Evil Tadpole

My minions will arise in glorious revolution!

Thursday, September 29, 2005

Thursday Fun: Robots

Wednesday, September 28, 2005

Somebody's gonna get an ass kickin...

So I come into work this morning to find out that some jackass had deleted a central program I wrote. Now if it was a mistake I could understand, but yesterday someone had deleted an entire folder with all of our departments reports. And now come to find out that the export team had their Nafta file mysteriously disappear three days ago. This does not seem like a coincidence to me. Three major items for our company mysteriously get deleted over three days. Help Desk is doing a trace now and when I find out who did it, they better watch their ass. I'm out for blood.

Tuesday, September 27, 2005

Smitty's had the best tenderloins!





You Know You're From Iowa When...


Vacation means driving through the Amanas or going to Adventureland

Down South to you means Missouri

You have no problem spelling or pronouncing "Des Moines"

You know the answer to the question, :"Is this Heaven?"

You know where all the Yoders live (or Andersons, or Van den Bergs)

You know what "hawks" and "clones" are

All the festivals across the state are named after a fruit or vegetable

You can locate Iowa on the map

You've ever been on a "Geode Hunt"

Your idea of a really great tenderloin is when the meat is twice as big as the bun and is accompanied only by ketchup and a dill pickle slice

You say "catty-wampus" instead of "kitty-corner"

You've never taken public transportation

You have boiled fish in lye for Christmas

You know what "uff-da" means and how to use it properly

You know what "Amish Country" is

The only reason you go to Wisconsin or Missouri is to get fireworks

You know exactly where "Field of Dreams" was filmed

When someone says they are going out for dinner or supper, you know which meal they are talking about. You listen to "Paul Harvey" every day at noon.

You think of the major food groups as deer meat, beer, corn, and soy nuts.

You're pulled over and asked by the cop, "Had a little to much to drink, (your first name here)?

You own the complete "Dukes of Hazzard" video collection.

"Hick" is a style of clothing.

You can use the words, 'crik', 'holler', and 'skunk weed' in the same sentence.

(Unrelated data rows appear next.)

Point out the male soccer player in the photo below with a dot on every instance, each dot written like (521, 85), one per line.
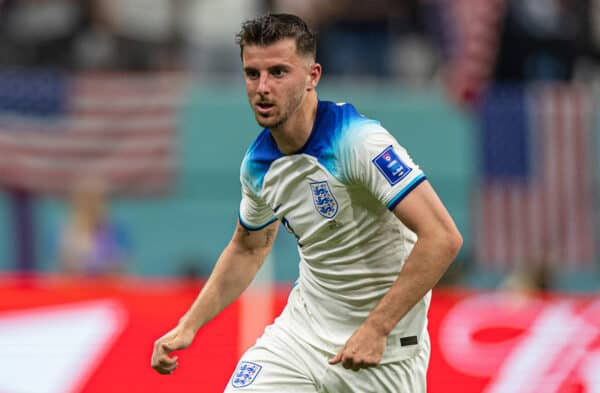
(373, 236)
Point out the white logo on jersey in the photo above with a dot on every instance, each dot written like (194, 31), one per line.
(325, 202)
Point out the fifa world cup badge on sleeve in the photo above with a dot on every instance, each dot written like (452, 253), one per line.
(325, 202)
(245, 374)
(391, 166)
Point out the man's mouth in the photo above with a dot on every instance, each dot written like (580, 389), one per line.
(264, 107)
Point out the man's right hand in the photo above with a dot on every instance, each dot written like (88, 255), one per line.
(176, 339)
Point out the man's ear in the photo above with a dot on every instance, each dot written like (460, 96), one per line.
(314, 76)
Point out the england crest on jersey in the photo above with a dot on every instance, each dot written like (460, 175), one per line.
(245, 374)
(325, 202)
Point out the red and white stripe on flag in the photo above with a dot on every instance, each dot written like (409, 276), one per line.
(117, 128)
(475, 27)
(551, 216)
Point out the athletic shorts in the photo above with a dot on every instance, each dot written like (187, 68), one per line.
(280, 362)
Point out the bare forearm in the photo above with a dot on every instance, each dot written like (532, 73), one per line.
(232, 274)
(424, 267)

Your Christmas gift, when you were ten years old was a shotgun (a BB gun if you were a 'townie').

You know someone personally who is involved in meth trade or manufacture.

Your idea of a party is throwing cans of WD40 in a campfire while you're drunk.

You've been to a rave in a barn.

You've had sex in the back of a truck ... amid cows.

You know that cows don't sleep standing up.

You're concerned about the rates of corn growth in Illinois as compared to that of Iowa's.

You listen to Ag Day at 6AM ... two hours after you get up in the morning.

You believe that trees in Iowa lean towards Nebraska ... because Nebraska sucks!

You know several people who still refer to Japanese cars as "rice-burners."

"Styx" plays a concert at the county fair, and people actually show up.

You don't get nervous when you walk into a biker bar (unless you're an Iowa City cop).

You actually get these jokes and pass them on to other friends from Iowa.




Monday, September 26, 2005

Naked Man Strikes Again!

So this last weekend we all celebrated Justyna's birthday. Friday night about 18 of us had a lovely dinner at DragonFly then moved on the the Buzz Club (I think thats the name, who knows). Anyways, it was kinda lame except the free drinks for the first hour. So we drank as much as possible then resumed the party at the Liar's club. Now some of the people who were at J's party had heard of the naked man from my birthday, yet did not believe us. But once again, he was there shakin all he had (which wasn't a whole lot, Justyna still contends he's a grower). So, first the people who didn't believe us were amazed. Then, as a said in one of my previous entries, I decided to actually look up. So the guy had kinda buzzed greyish hair and was probably not much taller than me, most likely somewhere between 5'9" and 5'11". So besides naked man, we got good and drunk. I lost an earring and bracelet. Jim kept getting harrassed by a guy who said he looked like Paul Reubens, Dave got laid (yeah Dave!!! - as he was crossing the street with his lady we were pumping our fists in the air yelling "Go Dave") and Jeanne was getting hit on by two guys at once. I ended up going back to Josh and Justyna's place where we endulged in white castles then passed out.

The next day, I woke up with a ragin hangover and prayed at the alter of the porcelain god. We rented Shaun of the Dead which Justyna loved like I knew she would and we got Harolds Chicken. Now I haven't had Harold's Chicken since it closed in uptown, I love that stuff, but there must be some weird hallucenagenics in that chicken because I had the most bizarre and vivid dreams that night. I found out that Josh did too. That's some crazy ass crap.

Anyways, I spent the rest of the weekend recovering. I'm gettin old.